Rhian Teas­dale und Hes­ter Cham­bers, die bei­den Mas­ter­minds hin­ter Wet Leg, stam­men von der Isle of Wight – einer Insel, die man bis­her eher mit Folk­fes­ti­vals und Schaf­wie­sen asso­zi­ierte als mit Indie-Pop von inter­na­tio­na­lem Kali­ber. Live wer­den sie von drei wei­te­ren Musi­kern ver­stärkt. Mit Mois­tu­ri­zer“, ihrem zwei­ten Album, haben sie sich end­gül­tig als feste Größe eta­bliert. Das Quin­tett klingt live wil­der, druck­vol­ler, irgend­wie dre­cki­ger als auf Platte. Sie star­ten mit Catch These Fists“ und Wet Dream“ – letz­te­rer einer der frü­hen Hits ihres Debüts, inklu­sive der herr­lich schrä­gen Zeile: You said, Baby, do you want to come home with me? I’ve got Buf­falo 66 on DVD.’“ Spä­tes­tens da hat die Band das Publi­kum kom­plett im Griff. Es wird mit­ge­sun­gen, getanzt, geju­belt – eine beein­dru­ckende Eröffnung.

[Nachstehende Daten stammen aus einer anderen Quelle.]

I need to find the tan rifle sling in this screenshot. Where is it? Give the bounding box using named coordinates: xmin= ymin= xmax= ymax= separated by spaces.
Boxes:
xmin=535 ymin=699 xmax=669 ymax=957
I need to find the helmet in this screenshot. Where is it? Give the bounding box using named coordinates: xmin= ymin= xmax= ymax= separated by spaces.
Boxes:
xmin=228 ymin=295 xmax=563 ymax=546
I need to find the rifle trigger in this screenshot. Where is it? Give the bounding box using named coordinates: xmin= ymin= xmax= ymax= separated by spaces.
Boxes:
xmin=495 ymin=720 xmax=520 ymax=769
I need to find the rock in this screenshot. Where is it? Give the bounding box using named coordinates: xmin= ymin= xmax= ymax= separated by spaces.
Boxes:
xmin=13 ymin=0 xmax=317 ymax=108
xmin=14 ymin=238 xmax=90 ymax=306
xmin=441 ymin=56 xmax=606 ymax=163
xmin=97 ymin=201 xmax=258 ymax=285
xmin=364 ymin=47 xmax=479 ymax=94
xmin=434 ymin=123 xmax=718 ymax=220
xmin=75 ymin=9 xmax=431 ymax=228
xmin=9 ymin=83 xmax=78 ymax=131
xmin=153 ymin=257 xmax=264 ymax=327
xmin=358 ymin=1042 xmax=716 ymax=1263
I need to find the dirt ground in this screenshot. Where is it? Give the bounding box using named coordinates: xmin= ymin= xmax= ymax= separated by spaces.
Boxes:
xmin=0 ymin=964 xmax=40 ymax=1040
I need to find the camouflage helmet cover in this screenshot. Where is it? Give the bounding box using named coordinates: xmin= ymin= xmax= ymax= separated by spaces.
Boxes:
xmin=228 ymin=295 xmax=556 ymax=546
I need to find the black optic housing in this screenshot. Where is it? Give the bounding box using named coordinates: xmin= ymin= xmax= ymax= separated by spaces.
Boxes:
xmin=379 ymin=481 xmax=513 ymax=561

Zwischen Charisma und Coolness

Mun­ter und vol­ler Groove geht es wei­ter durch das Song­book ihrer bei­den Alben. Immer im Mit­tel­punkt: Rhian Teas­dale, eine gebo­rene Front­frau vol­ler Cha­risma, die ihren Auf­tritt sicht­bar genießt. In Bikini-Top und Schlab­ber­hose strahlt sie sorg­lose Cool­ness und las­zive Leich­tig­keit aus. Ein Hin­gu­cker: ihre lind­grüne Ple­xi­glas-Gitarre. Band­kol­le­gin Hes­ter Cham­bers bleibt dage­gen lie­ber im Hin­ter­grund. In Inter­views hat sie offen über ihre Angst­stö­rung gespro­chen – sie trifft ungern Journalist*innen und ist auf bei­den Album­co­vern nur von hin­ten zu sehen. Doch auf der Bühne spielt sie mit Prä­zi­sion und fei­nem Gespür – das stille Gegen­stück zu Teas­da­les Über­mut. Über die gesamte Stre­cke hin­weg lie­fert die Band ein ener­gie­ge­la­de­nes Set, bei dem man ihnen ansieht, wie sehr sie das gemein­same Spie­len genie­ßen. Es wird gelä­chelt, impro­vi­siert, gefei­ert. Kleine Har­mo­nien und neu ent­deckte Tex­tu­ren zwi­schen den Instru­men­ten las­sen die Songs frisch wir­ken – anste­ckend leben­dig. Das spürt auch das Publi­kum: Es tanzt, schreit, klatscht, singt laut­hals mit. Die Ener­gie wirkt authen­tisch, nie kal­ku­liert. Selbst ältere Fes­ti­val­gän­ger – mich ein­ge­schlos­sen – machen begeis­tert mit.

Ekstase mit Augenzwinkern

Zum Finale lie­fern Wet Leg mit den bei­den Hits Chaise Longue“ und CPR“ noch ein­mal alles: Feed­back, Fal­sett, Funk. Das ist cat­chy Post-Punk für die Gegen­wart – ver­spielt, intel­li­gent, unprä­ten­tiös. Wie Teas­dale zuvor ange­kün­digt hat, gibt es keine Zugabe. Die letz­ten Klänge gehö­ren Man­ge­tout“ – und der Rad­schlä­ger­saal bleibt vol­ler Ener­gie zurück. Die­ses Set hatte die rich­tige Mischung aus Pop-Appeal und Lärm, so dass wir bei­den auf unsere Kos­ten kamen: Gabi und ich. Auch wenn Gabi monierte, ohne Vor­band wär’s per­fekt gewe­sen. Mit einem Grin­sen im Gesicht und einem lei­sen Sum­men der Zufrie­den­heit ver­las­sen wir den Saal. Wet Leg sind die per­fekte Band für ein Fes­ti­val wie das New Fall: eigen­wil­lig, char­mant, auf­müp­fig – und genau des­halb so befrei­end echt.